The decision was prompted by a primary efficacy analysis conducted by a data safety monitoring board from the phase III Coronavirus Efficacy (COVE) study, based on 196 cases, of which 185 cases of COVID-19 were observed in the placebo group versus 11 cases observed in the mRNA-1273 group, resulting in an estimated vaccine efficacy of 94.1%.
The analysis of a secondary end point, severe COVID-19 cases, found that all 30 severe cases occurred in the placebo group and none in the vaccinated group. This analysis builds on the interim efficacy data released by the company on November 16.
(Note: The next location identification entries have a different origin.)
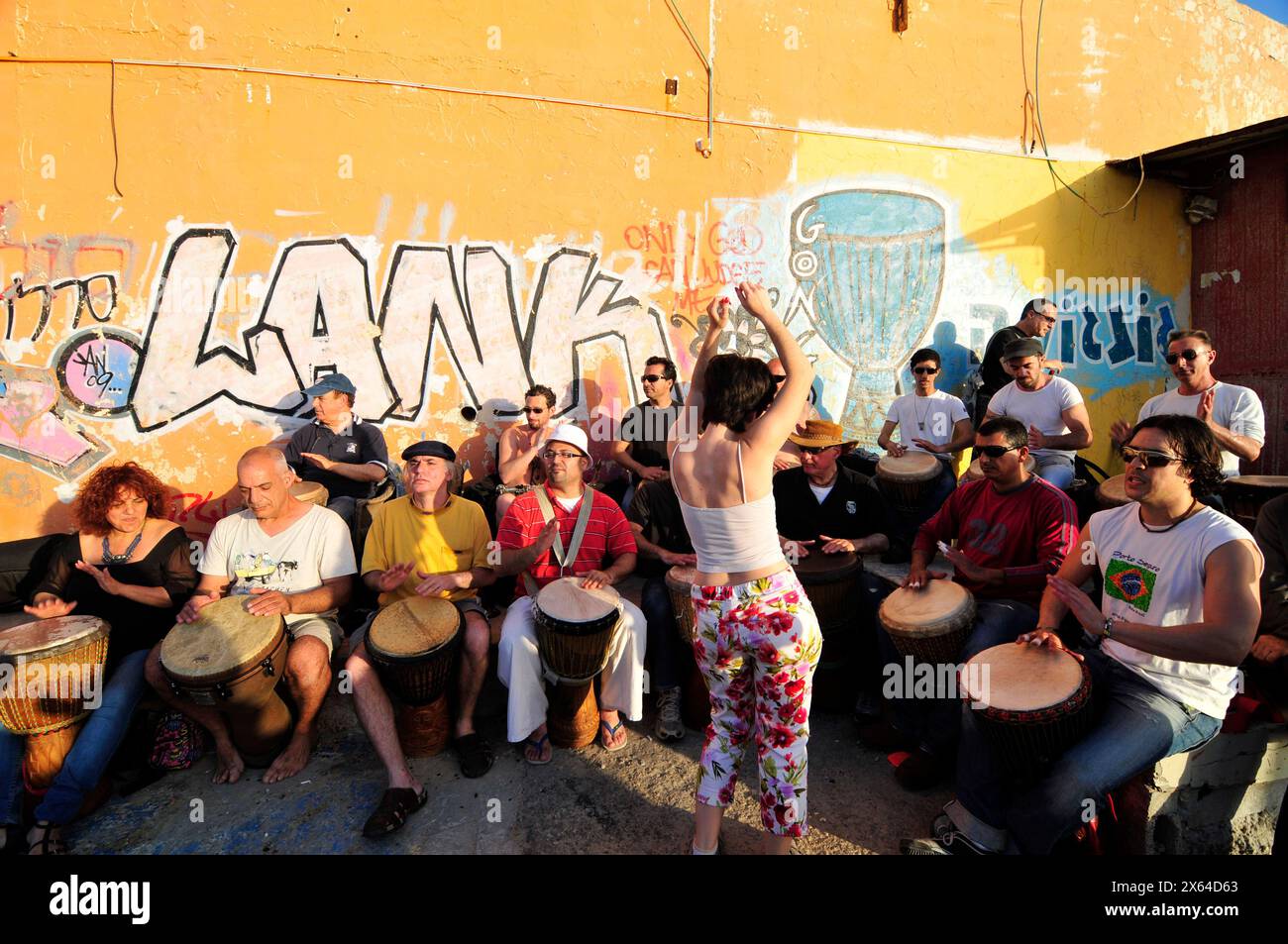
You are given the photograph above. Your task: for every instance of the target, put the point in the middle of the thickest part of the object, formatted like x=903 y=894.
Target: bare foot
x=228 y=763
x=292 y=759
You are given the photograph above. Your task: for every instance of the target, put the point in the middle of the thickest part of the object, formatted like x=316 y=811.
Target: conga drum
x=906 y=480
x=232 y=661
x=51 y=669
x=413 y=646
x=696 y=702
x=973 y=471
x=831 y=581
x=1247 y=493
x=310 y=492
x=930 y=623
x=1112 y=492
x=1031 y=703
x=576 y=629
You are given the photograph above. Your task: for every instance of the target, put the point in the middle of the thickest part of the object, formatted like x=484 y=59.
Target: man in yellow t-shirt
x=428 y=543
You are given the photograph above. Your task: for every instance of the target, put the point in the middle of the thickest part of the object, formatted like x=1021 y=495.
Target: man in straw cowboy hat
x=825 y=509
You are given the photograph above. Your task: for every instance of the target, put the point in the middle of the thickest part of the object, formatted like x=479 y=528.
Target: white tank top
x=1158 y=579
x=742 y=537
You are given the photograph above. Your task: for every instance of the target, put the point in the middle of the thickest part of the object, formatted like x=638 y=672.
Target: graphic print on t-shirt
x=259 y=569
x=1131 y=581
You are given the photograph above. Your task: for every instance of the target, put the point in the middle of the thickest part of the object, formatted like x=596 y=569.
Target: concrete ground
x=636 y=800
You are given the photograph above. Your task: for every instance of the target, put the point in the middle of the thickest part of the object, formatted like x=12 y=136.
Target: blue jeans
x=664 y=639
x=1137 y=726
x=935 y=723
x=85 y=763
x=905 y=522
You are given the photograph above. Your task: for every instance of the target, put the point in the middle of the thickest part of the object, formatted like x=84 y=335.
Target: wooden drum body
x=1031 y=703
x=931 y=623
x=54 y=665
x=906 y=480
x=1247 y=493
x=831 y=582
x=1112 y=492
x=232 y=661
x=312 y=492
x=696 y=700
x=413 y=646
x=576 y=629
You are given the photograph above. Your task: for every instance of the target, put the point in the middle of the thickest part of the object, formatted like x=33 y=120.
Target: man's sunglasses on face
x=1151 y=459
x=996 y=451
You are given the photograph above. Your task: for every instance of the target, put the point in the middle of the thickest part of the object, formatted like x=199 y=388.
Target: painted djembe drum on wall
x=872 y=262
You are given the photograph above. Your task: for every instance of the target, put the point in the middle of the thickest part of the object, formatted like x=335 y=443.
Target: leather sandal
x=395 y=805
x=47 y=844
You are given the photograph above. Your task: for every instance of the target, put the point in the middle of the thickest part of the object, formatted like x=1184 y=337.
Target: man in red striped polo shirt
x=1013 y=531
x=605 y=556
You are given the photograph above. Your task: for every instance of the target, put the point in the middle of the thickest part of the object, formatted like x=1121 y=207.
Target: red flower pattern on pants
x=758 y=646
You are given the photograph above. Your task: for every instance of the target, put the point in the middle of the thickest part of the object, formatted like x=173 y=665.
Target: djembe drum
x=907 y=480
x=696 y=702
x=232 y=660
x=930 y=623
x=1112 y=492
x=413 y=644
x=312 y=492
x=831 y=582
x=974 y=472
x=874 y=264
x=1031 y=702
x=576 y=629
x=52 y=666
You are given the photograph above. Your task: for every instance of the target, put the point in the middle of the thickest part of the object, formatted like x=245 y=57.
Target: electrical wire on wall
x=1041 y=134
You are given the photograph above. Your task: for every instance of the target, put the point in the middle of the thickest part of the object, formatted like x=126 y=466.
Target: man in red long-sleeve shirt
x=1013 y=531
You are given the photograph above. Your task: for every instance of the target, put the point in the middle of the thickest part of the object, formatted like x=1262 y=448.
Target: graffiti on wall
x=859 y=274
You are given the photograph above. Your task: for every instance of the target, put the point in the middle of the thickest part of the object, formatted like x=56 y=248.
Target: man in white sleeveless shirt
x=1179 y=613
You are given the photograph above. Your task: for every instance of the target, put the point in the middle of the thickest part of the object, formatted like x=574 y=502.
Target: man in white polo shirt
x=1234 y=413
x=1051 y=408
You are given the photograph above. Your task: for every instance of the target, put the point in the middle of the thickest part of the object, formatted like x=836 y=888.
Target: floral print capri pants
x=758 y=646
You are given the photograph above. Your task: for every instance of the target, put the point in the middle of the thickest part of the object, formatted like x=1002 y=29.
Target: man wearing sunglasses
x=540 y=528
x=1177 y=614
x=642 y=449
x=519 y=451
x=1051 y=408
x=1013 y=531
x=1234 y=413
x=790 y=455
x=1037 y=318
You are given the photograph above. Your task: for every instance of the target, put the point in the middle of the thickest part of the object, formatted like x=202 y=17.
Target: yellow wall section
x=828 y=101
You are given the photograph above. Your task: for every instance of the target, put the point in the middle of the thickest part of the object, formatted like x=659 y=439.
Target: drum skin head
x=568 y=600
x=923 y=612
x=413 y=627
x=1021 y=678
x=39 y=635
x=223 y=639
x=911 y=467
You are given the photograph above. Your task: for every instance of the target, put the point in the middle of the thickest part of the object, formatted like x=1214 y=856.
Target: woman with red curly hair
x=130 y=567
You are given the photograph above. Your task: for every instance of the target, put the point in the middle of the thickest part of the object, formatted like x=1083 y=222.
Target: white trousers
x=519 y=669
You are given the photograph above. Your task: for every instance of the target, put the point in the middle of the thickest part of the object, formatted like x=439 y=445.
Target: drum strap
x=579 y=532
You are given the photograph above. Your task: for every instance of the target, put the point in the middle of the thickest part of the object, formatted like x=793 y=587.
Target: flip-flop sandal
x=395 y=805
x=476 y=755
x=608 y=732
x=540 y=743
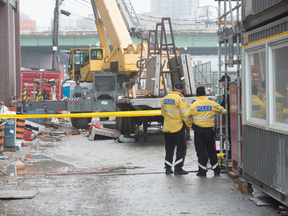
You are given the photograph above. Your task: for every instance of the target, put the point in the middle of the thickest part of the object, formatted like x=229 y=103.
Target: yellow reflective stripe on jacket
x=173 y=108
x=173 y=111
x=204 y=118
x=202 y=112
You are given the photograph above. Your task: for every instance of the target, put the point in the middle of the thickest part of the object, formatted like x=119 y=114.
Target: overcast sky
x=42 y=10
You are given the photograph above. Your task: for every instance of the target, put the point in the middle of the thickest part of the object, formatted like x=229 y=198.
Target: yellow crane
x=110 y=15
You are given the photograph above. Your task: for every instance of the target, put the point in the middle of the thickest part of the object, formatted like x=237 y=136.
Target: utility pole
x=55 y=37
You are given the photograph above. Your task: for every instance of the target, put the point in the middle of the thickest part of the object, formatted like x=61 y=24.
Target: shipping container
x=260 y=12
x=28 y=76
x=265 y=124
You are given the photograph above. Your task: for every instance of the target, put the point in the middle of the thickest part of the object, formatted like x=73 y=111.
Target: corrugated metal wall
x=260 y=5
x=274 y=28
x=265 y=157
x=253 y=7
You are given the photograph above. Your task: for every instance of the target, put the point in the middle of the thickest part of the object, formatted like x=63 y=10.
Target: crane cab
x=83 y=62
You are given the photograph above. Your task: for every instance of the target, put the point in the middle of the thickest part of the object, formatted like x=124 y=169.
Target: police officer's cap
x=223 y=78
x=200 y=91
x=263 y=84
x=179 y=85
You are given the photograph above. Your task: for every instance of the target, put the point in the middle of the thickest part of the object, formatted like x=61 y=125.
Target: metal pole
x=238 y=98
x=55 y=37
x=219 y=76
x=226 y=87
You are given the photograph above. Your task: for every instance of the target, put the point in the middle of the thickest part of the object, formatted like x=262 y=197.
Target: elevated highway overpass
x=36 y=47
The study enrolled more than 30,000 participants in the U.S. and is being conducted in collaboration with the U.S. National Institute of Allergy and Infectious Diseases and the U.S. Biomedical Advanced Research and Development Authority. A continuous review of safety data is ongoing and no new serious safety concerns have been identified.
The company plans to submit data from the phase III study to a peer-reviewed publication.
Moderna has already initiated a rolling review process with the EMA, Health Canada SwissMedic, the U.K. Medicines and Healthcare products Regulatory Agency, the Ministry of Health in Israel, and the Health Sciences Authority in Singapore. The company intends to seek prequalification and/or emergency use listing with the World Health Organization.
Moderna expects shipping of the vaccine to designated distribution points throughout the U.S. to occur shortly after an EUA is granted. Moderna is working with the U.S. Centers for Disease Control and Prevention, Operation Warp Speed, and McKesson, a COVID-19 vaccine distributor contracted by the U.S. government, as well other global distributors.
By the end of 2020, the company expects to have approximately 20 million doses of mRNA-1273 available in the U.S. and remains on track to manufacture 500 million to 1 billion doses globally in 2021.